Inadequate Briefing on the Drone Program Shows Congress Hasn’t Fixed the Gloves Come Off MON

I need to finish my series (post 1, post 2, post 3, post 4, post 5, post 6) on the Obama Administration’s efforts to hide what I’ve dubbed the “Gloves Come Off” Memorandum of Notification. As I described, the MON purportedly gave CIA authority to do a whole slew of things, but left it up to the CIA to decide how to implement the programs Bush authorized. And rather than giving the Intelligence Committees written notification of the details of the programs, CIA instead gave just the Gang of Four deceptive briefings on the programs, which not only gave a misleading sense of the programs, but also prevented Congress from being able to limit the programs by refusing to fund the activities.

Yet, as MadDog and I were discussing in the comments to this post, these aspects of the MON set up did not entirely elude the attention of Congressional overseers. In fact, the very first Democrat to be briefed that torture had been used (remember, Pelosi got briefed it might be used prospectively) asked questions that went to the heart of the problem with the structure of the MON.

The CIA won’t tell Jane Harman whether the President approved torture from a policy standpoint

Jane Harman was first briefed on the torture program, with Porter Goss, on February 5, 2003. We don’t actually know what transpired in that briefing because CIA never finalized a formal record of the briefing. But five days after the briefing, Harman wrote a letter to CIA General Counsel Scott Muller. In addition to using a word for the torture program CIA has redacted and objecting to the destruction of the torture tapes, Harman asked questions that should have elicited a response revealing the Gloves Come Off MON was what authorized the torture program.

It is also the case, however, that what was described raises profound policy questions and I am concerned about whether these have been as rigorously examined as the legal questions.  I would like to know what kind of policy review took place and what questions were examined.  In particular, I would like to know whether the most senior levels of the White House have determined that these practices are consistent with the principles and policies of the United States.  Have enhanced techniques been authorized and approved by the President?

The whole point of a MON, after all, was to get the President on the record asserting that the programs authorized by it are “necessary to support identifiable foreign policy objectives of the United States and [are] important to the national security of the United States.” Here, Harman was asking whether the President was part of a policy review on torture.

Just over a week after Harman sent this letter, the CIA met with the White House to decide how to respond to Harman’s letter.

Now, granted, Harman’s question did not explicitly ask about a MON. But the CIA did not even answer the question she did ask. Muller basically told her policy had “been addressed within the Executive Branch” without saying anything about Bush’s role in it.

While I do not think it appropriate for me to comment on issues that are a matter of policy, much less the nature and extent of Executive Branch policy deliberations, I think it would be fair to assume that policy as well as legal matters have been addressed within the Executive Branch.

Kudos to Harman for actually asking questions.
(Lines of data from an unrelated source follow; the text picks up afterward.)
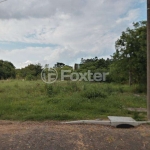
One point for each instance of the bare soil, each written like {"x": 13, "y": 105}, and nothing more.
{"x": 51, "y": 135}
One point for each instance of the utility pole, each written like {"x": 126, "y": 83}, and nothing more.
{"x": 148, "y": 59}
{"x": 3, "y": 1}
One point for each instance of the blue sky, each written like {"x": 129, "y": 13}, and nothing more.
{"x": 47, "y": 32}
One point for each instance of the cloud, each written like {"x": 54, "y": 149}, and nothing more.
{"x": 80, "y": 28}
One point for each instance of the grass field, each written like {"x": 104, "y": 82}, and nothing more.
{"x": 35, "y": 100}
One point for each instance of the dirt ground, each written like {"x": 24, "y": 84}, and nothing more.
{"x": 56, "y": 136}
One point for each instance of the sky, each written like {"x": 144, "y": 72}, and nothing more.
{"x": 51, "y": 31}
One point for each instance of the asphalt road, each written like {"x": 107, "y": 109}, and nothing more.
{"x": 56, "y": 136}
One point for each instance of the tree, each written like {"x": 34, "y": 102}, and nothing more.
{"x": 7, "y": 70}
{"x": 129, "y": 60}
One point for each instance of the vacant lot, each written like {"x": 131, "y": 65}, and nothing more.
{"x": 55, "y": 136}
{"x": 35, "y": 100}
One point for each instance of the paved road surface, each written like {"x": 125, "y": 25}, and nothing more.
{"x": 55, "y": 136}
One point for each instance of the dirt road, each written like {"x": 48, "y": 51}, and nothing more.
{"x": 55, "y": 136}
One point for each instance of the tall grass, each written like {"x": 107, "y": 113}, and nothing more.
{"x": 35, "y": 100}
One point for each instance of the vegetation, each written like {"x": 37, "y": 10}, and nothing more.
{"x": 31, "y": 99}
{"x": 35, "y": 100}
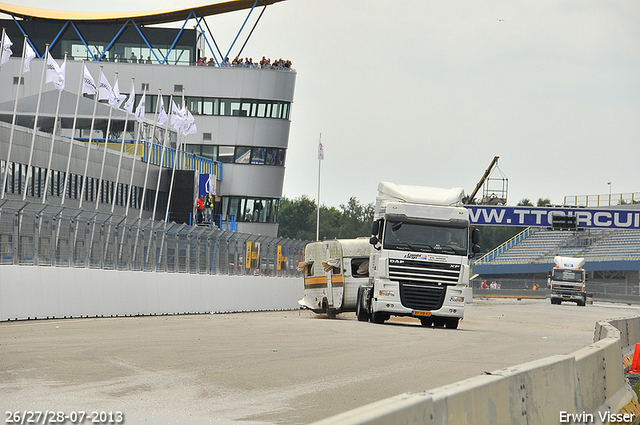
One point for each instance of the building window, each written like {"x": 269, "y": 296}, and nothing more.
{"x": 243, "y": 155}
{"x": 247, "y": 209}
{"x": 225, "y": 154}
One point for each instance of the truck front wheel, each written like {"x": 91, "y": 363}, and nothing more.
{"x": 362, "y": 310}
{"x": 379, "y": 317}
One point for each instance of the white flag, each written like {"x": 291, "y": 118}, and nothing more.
{"x": 162, "y": 115}
{"x": 117, "y": 98}
{"x": 132, "y": 97}
{"x": 105, "y": 92}
{"x": 28, "y": 55}
{"x": 6, "y": 49}
{"x": 55, "y": 73}
{"x": 177, "y": 117}
{"x": 140, "y": 108}
{"x": 88, "y": 83}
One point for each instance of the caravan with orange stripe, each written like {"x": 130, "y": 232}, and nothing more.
{"x": 333, "y": 270}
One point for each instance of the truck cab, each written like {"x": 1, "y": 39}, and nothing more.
{"x": 567, "y": 280}
{"x": 422, "y": 242}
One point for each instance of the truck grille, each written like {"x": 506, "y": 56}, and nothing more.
{"x": 423, "y": 284}
{"x": 421, "y": 297}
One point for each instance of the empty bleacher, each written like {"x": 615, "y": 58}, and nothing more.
{"x": 541, "y": 245}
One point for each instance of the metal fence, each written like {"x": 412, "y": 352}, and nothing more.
{"x": 45, "y": 235}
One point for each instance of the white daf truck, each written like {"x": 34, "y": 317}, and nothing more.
{"x": 567, "y": 280}
{"x": 419, "y": 264}
{"x": 333, "y": 270}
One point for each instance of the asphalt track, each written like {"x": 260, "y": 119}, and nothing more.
{"x": 288, "y": 367}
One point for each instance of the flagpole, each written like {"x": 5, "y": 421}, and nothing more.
{"x": 153, "y": 133}
{"x": 4, "y": 31}
{"x": 162, "y": 155}
{"x": 73, "y": 136}
{"x": 173, "y": 174}
{"x": 155, "y": 202}
{"x": 13, "y": 120}
{"x": 104, "y": 154}
{"x": 86, "y": 163}
{"x": 124, "y": 132}
{"x": 35, "y": 124}
{"x": 135, "y": 149}
{"x": 53, "y": 138}
{"x": 318, "y": 206}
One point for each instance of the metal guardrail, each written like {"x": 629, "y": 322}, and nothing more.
{"x": 45, "y": 235}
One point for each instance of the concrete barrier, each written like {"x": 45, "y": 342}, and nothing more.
{"x": 587, "y": 386}
{"x": 28, "y": 292}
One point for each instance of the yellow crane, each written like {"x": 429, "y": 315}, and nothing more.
{"x": 495, "y": 195}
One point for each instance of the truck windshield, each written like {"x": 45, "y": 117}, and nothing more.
{"x": 567, "y": 275}
{"x": 425, "y": 238}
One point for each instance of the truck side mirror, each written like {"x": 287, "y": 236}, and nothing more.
{"x": 375, "y": 227}
{"x": 475, "y": 236}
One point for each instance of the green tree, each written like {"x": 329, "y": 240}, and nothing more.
{"x": 356, "y": 219}
{"x": 297, "y": 218}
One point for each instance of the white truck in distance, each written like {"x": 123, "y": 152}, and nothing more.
{"x": 419, "y": 263}
{"x": 567, "y": 280}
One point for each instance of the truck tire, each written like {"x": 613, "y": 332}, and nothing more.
{"x": 452, "y": 322}
{"x": 438, "y": 322}
{"x": 379, "y": 318}
{"x": 426, "y": 322}
{"x": 362, "y": 312}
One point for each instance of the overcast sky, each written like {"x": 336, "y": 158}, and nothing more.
{"x": 428, "y": 92}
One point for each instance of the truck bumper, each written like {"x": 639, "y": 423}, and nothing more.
{"x": 453, "y": 305}
{"x": 568, "y": 296}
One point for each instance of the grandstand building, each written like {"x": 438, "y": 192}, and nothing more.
{"x": 242, "y": 115}
{"x": 612, "y": 260}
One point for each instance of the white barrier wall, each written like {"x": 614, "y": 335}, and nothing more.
{"x": 47, "y": 292}
{"x": 588, "y": 382}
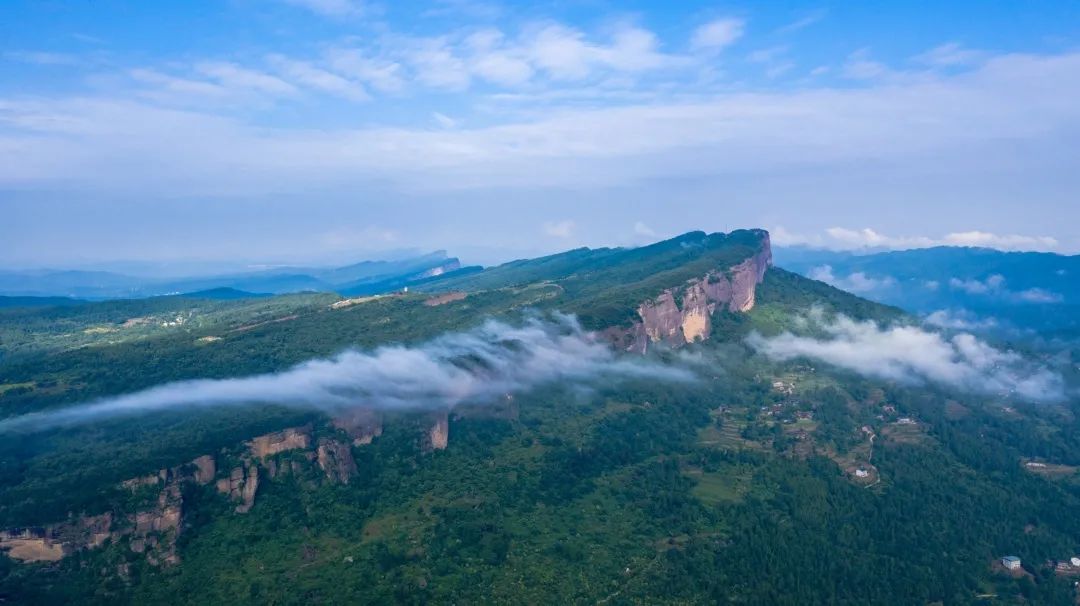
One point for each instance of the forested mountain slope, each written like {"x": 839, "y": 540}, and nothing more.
{"x": 702, "y": 470}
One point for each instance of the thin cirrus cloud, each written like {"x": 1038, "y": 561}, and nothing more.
{"x": 717, "y": 35}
But at this point, she should have known that there was something funky about the legally required MON for the torture program.

Two years later, she was still trying to get answers about the MON. In her third briefing on torture (PDF 29-31; see also this post)–on July 13, 2004, which was almost 3 weeks after Harman should have received the Inspector General Report–Muller first claimed that the legal foundation for the torture program were the Bybee Memos (he provided this explanation in the context of explaining considerations of whether the program complied with Article 16 of the Convention against Torture).
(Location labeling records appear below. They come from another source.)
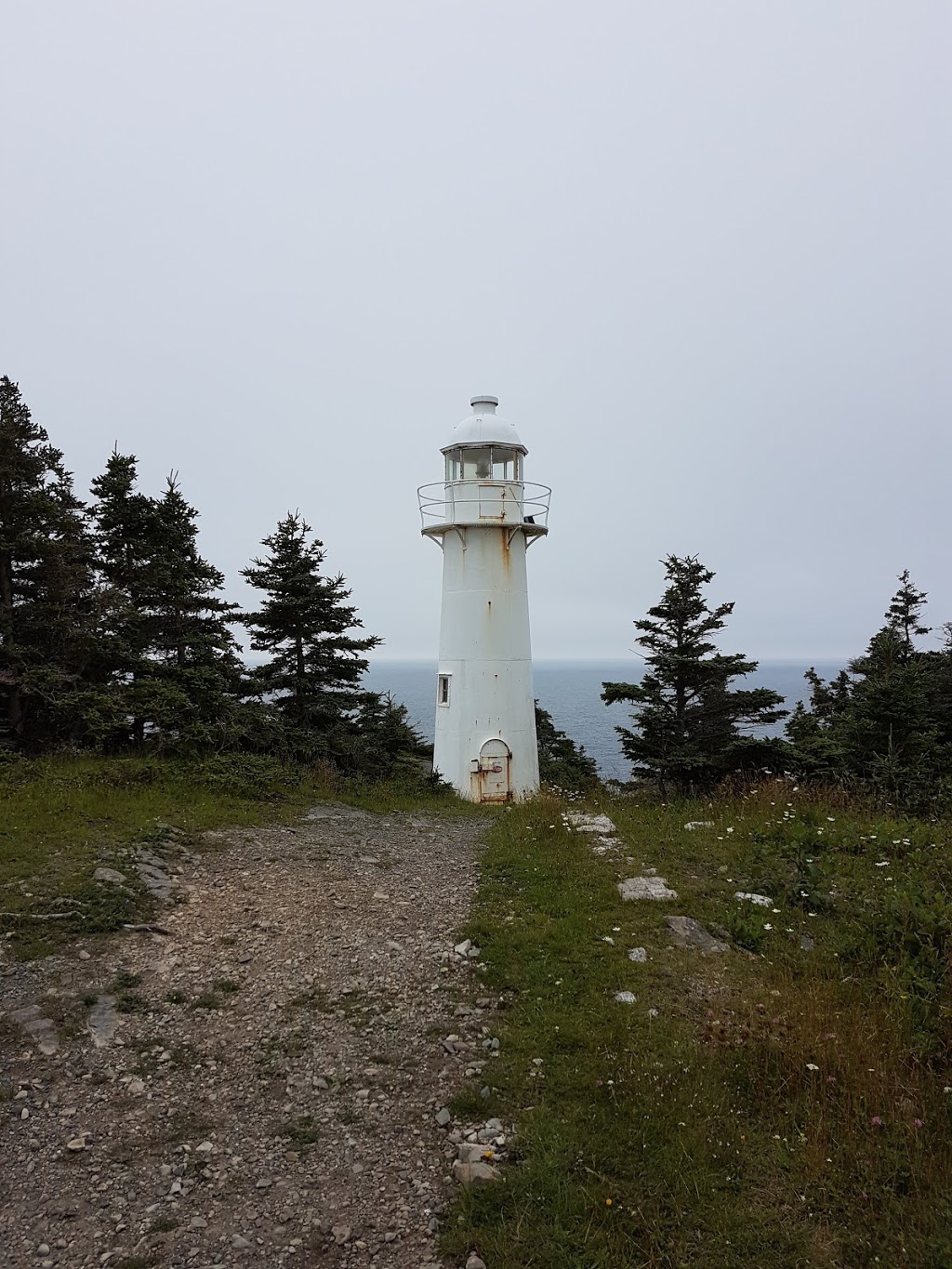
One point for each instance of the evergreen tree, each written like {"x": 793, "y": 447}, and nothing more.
{"x": 167, "y": 653}
{"x": 904, "y": 613}
{"x": 194, "y": 669}
{"x": 688, "y": 719}
{"x": 125, "y": 535}
{"x": 315, "y": 665}
{"x": 562, "y": 763}
{"x": 46, "y": 597}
The General Counsel said that the effort was working effectively under the DOJ 1 August 2002 memo which was the legal foundation for the debriefings and interrogations.

But later in the briefing, Harman appears to have noted that the MON didn’t authorize torture, it only authorized capture and detention.
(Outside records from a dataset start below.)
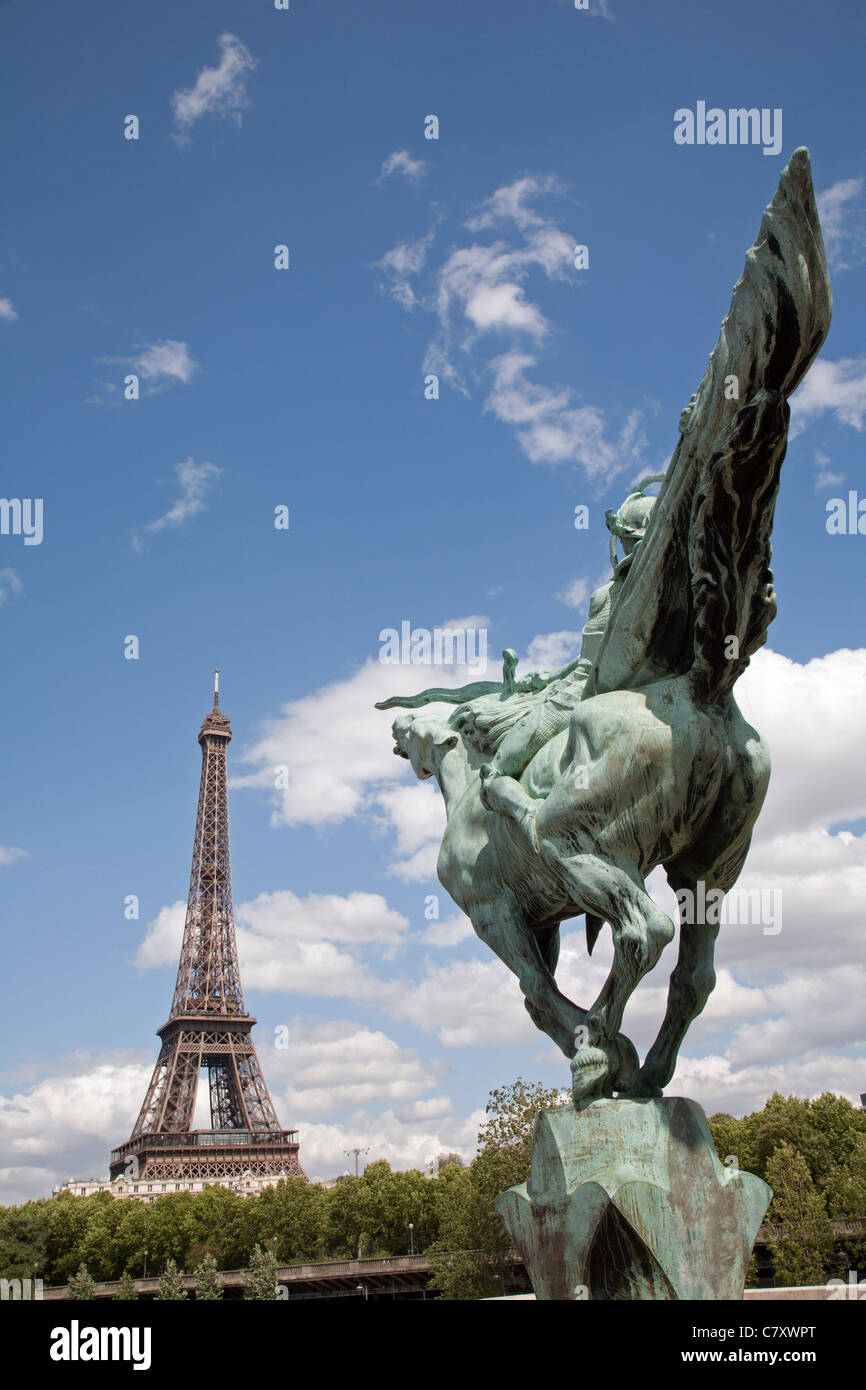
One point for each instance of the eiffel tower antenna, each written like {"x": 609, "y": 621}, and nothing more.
{"x": 209, "y": 1026}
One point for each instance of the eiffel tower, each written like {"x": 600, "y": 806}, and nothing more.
{"x": 209, "y": 1026}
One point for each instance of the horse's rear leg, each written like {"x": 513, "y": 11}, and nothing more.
{"x": 641, "y": 931}
{"x": 691, "y": 986}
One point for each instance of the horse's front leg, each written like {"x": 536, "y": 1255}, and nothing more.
{"x": 506, "y": 933}
{"x": 691, "y": 986}
{"x": 606, "y": 1059}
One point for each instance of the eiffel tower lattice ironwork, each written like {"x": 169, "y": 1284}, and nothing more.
{"x": 209, "y": 1025}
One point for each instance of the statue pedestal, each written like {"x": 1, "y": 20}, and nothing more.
{"x": 628, "y": 1200}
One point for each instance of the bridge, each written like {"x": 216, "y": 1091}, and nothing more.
{"x": 392, "y": 1276}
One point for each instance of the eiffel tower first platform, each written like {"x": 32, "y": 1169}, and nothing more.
{"x": 209, "y": 1027}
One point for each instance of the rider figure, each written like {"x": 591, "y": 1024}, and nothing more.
{"x": 559, "y": 690}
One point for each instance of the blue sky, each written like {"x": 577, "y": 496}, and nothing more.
{"x": 305, "y": 388}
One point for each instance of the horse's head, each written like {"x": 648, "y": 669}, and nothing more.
{"x": 423, "y": 738}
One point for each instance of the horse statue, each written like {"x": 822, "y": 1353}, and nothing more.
{"x": 566, "y": 790}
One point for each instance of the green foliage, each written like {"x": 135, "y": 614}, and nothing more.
{"x": 209, "y": 1285}
{"x": 170, "y": 1287}
{"x": 260, "y": 1279}
{"x": 82, "y": 1285}
{"x": 452, "y": 1215}
{"x": 799, "y": 1236}
{"x": 469, "y": 1260}
{"x": 370, "y": 1215}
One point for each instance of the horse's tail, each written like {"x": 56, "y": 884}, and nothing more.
{"x": 729, "y": 546}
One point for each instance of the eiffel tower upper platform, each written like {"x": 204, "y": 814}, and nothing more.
{"x": 209, "y": 1025}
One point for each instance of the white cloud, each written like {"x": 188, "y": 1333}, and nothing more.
{"x": 403, "y": 1140}
{"x": 827, "y": 480}
{"x": 551, "y": 428}
{"x": 401, "y": 263}
{"x": 401, "y": 161}
{"x": 159, "y": 364}
{"x": 338, "y": 758}
{"x": 196, "y": 481}
{"x": 218, "y": 91}
{"x": 722, "y": 1084}
{"x": 813, "y": 717}
{"x": 551, "y": 649}
{"x": 332, "y": 1065}
{"x": 9, "y": 854}
{"x": 451, "y": 931}
{"x": 66, "y": 1123}
{"x": 467, "y": 1004}
{"x": 844, "y": 223}
{"x": 416, "y": 813}
{"x": 837, "y": 387}
{"x": 480, "y": 295}
{"x": 576, "y": 594}
{"x": 9, "y": 584}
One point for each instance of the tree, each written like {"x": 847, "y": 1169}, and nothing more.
{"x": 847, "y": 1201}
{"x": 209, "y": 1285}
{"x": 125, "y": 1289}
{"x": 170, "y": 1287}
{"x": 82, "y": 1285}
{"x": 260, "y": 1279}
{"x": 799, "y": 1236}
{"x": 470, "y": 1257}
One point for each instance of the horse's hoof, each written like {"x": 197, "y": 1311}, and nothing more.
{"x": 644, "y": 1089}
{"x": 601, "y": 1069}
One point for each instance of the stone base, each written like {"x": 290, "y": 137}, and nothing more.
{"x": 628, "y": 1200}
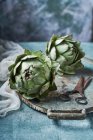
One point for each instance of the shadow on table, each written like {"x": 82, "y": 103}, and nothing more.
{"x": 75, "y": 125}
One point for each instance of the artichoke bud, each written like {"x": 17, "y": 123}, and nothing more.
{"x": 31, "y": 75}
{"x": 65, "y": 54}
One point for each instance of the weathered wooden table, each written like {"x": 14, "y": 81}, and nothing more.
{"x": 28, "y": 124}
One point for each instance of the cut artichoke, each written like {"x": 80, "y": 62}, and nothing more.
{"x": 65, "y": 54}
{"x": 31, "y": 75}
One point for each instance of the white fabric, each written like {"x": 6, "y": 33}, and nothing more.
{"x": 8, "y": 53}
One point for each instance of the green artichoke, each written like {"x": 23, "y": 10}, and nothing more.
{"x": 31, "y": 75}
{"x": 65, "y": 54}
Rep. Harman noted that the [redaction] did not specify interrogations and only authorized capture and detention. She asked whether we had questioned detainees before the [redaction] The GC said yes, but no enhanced techniques had been used before Abu Zabayda and there was [1.5 line redaction] Abu Zabayda and enhanced techniques which started in August 2002. In August 2002 there was a lengthy unclassified opinion by DOJ generally discussing interrogations. In a separate and classified opinion addressed to John Rizzo, OGC, DOJ concluded the ten specific CIA techniques, which included the waterboard, were legal for use with Abu Zabayda.

From Harman’s questions, it’s unclear whether she had read the IG Report, which appears to have mentioned the MON but which would have also given her the false narrative told here about the Bybee Memo preceding the torture (note, there appears to have been no mention of Ibn Sheikh al-Libi’s or Binyam Mohamed’s treatment, the latter of which was done by US interrogators before the Bybee Memo).

Mary McCarthy gets fired for blowing the whistle on CIA’s lies to Congress

That was in 2004. By 2006–when former CIA Deputy Inspector General Mary McCarthy got fired from the CIA for allegedly leaking to Dana Priest–Harman (and some other intelligence committee members in Congress) would have known or discovered more about CIA’s lies to them.

A senior CIA official, meeting with Senate staff in a secure room of the Capitol last June, promised repeatedly that the agency did not violate or seek to violate an international treaty that bars cruel, inhumane or degrading treatment of detainees, during interrogations it conducted in the Middle East and elsewhere.

But another CIA officer — the agency’s deputy inspector general, who for the previous year had been probing allegations of criminal mistreatment by the CIA and its contractors in Iraq and Afghanistan — was startled to hear what she considered an outright falsehood, according to people familiar with her account. It came during the discussion of legislation that would constrain the CIA’s interrogations.

[snip]

In addition to CIA misrepresentations at the session last summer, McCarthy told the friends, a senior agency official failed to provide a full account of the CIA’s detainee-treatment policy at a closed hearing of the House intelligence committee in February 2005, under questioning by Rep. Jane Harman (Calif.), the senior Democrat.

What’s particularly interesting about McCarthy is that she served in the Clinton White House overseeing covert programs.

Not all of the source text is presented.